Page 3: How stakeholders affect Amway
Amway is a direct selling company, selling products directly to consumers without going through traditional retail outlets or 'high street'.
The supply chain
A supply chain links the finished products to end consumers. Amway has its own distinct supply chain, placing a strong emphasis on its ABOs. They are able to focus on individual customers and their needs.
This supply chain is different from a more conventional supply chain that sells goods to final consumers through retail outlets. Amway's way of working depends on building lasting connections with the end consumer. Feedback provided by consumers and ABOs helps to shape future changes in products and the service provided.
Suppliers must produce quality goods that Amway ABOs can sell with confidence. The goods should offer value for money and provide guarantees that they will meet Amway standards. Suppliers may contribute to the design and appearance of Amway products.
ABOs operate independently as small businesses. They develop direct supply channels and sell products to friends and customers that they know or meet. They need to have a flexible approach to business. They require Amway to provide high quality, value for money products with a 100% satisfaction guarantee.
ABOs determine for themselves how they will conduct business.

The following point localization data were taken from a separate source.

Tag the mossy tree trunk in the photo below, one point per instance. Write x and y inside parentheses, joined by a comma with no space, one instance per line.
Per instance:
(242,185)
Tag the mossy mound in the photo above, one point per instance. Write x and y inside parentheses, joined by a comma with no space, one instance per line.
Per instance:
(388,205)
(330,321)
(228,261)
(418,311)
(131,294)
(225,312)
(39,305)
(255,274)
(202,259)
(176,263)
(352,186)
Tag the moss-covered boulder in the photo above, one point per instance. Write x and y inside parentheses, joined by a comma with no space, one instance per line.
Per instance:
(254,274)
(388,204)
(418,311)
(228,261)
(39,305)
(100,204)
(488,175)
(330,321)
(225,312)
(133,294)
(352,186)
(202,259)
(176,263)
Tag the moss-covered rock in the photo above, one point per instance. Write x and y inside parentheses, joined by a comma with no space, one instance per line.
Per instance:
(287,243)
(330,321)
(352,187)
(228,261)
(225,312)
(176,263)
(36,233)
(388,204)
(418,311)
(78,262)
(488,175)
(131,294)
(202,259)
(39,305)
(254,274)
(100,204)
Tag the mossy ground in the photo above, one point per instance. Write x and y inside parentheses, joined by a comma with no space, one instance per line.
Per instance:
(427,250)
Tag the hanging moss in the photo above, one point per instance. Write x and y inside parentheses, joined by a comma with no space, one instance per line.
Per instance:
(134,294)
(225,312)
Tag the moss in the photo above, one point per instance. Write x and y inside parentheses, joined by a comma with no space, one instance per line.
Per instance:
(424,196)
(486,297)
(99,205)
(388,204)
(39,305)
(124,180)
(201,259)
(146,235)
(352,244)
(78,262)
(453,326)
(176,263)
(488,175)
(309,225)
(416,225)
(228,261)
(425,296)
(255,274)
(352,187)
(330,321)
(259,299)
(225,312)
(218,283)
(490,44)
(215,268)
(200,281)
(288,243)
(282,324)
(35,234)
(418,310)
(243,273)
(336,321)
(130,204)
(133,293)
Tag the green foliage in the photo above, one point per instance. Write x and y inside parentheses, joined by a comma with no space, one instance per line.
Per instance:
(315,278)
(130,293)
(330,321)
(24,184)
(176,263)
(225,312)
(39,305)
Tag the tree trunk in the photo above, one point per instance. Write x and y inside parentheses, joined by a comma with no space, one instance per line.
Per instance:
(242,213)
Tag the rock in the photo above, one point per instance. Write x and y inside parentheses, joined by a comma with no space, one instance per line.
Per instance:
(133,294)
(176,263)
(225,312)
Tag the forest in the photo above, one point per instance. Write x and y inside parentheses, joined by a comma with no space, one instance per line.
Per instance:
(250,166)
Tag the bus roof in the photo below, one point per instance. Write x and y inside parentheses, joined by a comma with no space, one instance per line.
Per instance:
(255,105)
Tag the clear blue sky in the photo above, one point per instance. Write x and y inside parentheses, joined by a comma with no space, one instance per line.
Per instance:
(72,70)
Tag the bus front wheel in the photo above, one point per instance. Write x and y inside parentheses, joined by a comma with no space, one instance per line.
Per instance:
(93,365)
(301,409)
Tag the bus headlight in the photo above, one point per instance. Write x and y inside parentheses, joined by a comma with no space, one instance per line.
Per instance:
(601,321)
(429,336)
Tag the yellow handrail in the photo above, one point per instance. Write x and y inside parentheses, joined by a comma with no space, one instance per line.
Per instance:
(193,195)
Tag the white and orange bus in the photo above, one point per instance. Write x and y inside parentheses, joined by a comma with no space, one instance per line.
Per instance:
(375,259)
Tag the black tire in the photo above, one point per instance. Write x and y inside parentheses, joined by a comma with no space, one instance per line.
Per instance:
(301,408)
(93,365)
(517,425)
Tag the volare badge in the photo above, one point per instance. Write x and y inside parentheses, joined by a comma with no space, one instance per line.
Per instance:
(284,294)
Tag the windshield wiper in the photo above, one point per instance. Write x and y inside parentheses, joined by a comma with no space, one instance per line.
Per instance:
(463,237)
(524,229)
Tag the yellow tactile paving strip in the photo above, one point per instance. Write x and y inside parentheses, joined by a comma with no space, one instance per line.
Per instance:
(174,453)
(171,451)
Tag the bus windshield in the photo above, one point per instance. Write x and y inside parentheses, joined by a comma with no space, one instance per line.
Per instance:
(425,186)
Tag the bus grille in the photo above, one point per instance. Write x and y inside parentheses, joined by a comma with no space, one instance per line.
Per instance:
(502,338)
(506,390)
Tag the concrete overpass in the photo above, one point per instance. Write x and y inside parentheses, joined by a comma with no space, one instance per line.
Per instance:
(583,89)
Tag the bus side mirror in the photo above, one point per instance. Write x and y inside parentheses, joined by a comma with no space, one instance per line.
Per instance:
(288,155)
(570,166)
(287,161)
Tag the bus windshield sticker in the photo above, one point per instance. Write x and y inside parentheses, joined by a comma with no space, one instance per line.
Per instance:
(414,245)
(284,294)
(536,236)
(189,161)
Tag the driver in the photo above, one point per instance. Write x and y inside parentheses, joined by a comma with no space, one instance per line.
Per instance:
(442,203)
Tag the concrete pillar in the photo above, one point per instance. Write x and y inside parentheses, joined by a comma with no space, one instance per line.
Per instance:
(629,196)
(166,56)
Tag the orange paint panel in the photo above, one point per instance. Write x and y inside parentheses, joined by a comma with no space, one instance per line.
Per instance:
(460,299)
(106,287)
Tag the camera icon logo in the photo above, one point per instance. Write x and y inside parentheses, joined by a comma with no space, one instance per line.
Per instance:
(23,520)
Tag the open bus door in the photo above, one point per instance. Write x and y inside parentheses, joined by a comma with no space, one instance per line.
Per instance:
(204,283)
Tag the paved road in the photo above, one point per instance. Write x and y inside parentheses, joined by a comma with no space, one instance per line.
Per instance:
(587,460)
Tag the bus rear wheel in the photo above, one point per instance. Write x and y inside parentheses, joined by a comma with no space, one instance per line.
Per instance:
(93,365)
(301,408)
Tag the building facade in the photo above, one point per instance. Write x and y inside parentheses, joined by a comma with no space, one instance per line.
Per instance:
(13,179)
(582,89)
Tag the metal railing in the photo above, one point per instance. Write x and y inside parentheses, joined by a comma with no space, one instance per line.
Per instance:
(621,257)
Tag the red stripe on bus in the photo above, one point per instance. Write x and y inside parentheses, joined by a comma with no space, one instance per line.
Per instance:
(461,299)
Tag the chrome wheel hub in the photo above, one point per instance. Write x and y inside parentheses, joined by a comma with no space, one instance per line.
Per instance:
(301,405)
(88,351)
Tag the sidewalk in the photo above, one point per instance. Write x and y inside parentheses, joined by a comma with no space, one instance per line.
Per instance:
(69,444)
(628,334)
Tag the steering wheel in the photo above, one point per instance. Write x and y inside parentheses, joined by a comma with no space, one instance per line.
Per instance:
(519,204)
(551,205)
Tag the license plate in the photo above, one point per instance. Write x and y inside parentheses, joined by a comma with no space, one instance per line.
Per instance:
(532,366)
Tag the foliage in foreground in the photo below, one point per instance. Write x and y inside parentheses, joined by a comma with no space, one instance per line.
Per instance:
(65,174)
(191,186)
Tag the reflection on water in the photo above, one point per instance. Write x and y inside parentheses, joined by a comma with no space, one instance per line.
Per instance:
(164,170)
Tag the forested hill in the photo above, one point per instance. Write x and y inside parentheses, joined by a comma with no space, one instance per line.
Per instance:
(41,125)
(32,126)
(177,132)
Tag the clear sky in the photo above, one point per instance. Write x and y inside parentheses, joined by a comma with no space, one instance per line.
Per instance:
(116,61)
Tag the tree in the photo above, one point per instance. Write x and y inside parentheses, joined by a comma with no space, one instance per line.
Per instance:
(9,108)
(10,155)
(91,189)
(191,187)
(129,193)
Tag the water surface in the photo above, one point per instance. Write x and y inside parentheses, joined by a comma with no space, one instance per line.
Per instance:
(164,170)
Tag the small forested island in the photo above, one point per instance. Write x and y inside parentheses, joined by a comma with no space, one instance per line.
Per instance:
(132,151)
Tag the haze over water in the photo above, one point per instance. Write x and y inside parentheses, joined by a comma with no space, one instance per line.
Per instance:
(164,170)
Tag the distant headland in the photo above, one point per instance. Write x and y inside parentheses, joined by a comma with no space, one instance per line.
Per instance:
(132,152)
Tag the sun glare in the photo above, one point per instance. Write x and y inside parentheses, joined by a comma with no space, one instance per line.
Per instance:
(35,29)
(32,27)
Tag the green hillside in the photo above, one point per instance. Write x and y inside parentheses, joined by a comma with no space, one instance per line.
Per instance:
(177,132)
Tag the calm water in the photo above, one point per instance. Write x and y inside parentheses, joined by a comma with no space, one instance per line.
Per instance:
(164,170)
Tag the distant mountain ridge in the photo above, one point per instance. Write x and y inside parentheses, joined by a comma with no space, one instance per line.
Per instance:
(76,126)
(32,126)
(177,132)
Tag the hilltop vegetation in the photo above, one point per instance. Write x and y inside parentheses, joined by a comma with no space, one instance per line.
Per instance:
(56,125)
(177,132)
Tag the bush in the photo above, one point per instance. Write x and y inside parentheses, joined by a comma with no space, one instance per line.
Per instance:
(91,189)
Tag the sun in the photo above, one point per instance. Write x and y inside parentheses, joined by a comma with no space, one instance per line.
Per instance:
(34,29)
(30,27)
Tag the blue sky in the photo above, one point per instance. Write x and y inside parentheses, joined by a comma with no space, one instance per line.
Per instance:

This is a 'self regulatory' environment. However, they sign a contract to work within Amway”s Rules of Conduct and Code of Ethics. If ABOs do not conduct business within these rules, their behaviour could reflect back on the company.
Consumers affect how Amway develops and promotes products. They do this by indicating their preferences and requirements through feedback. Amway can then make more of particular products or change the format of others. Consumer demand also influences how much stock Amway needs to carry. Consumers can show where Amway needs to address issues or concerns to improve the business.
With many different types of stakeholders, it is possible that different groups will have different key objectives or priorities. For example, a business needs to make a profit but customers want low prices. The company might find it difficult to support price cuts, as this would reduce its profit. These two priorities might be in conflict.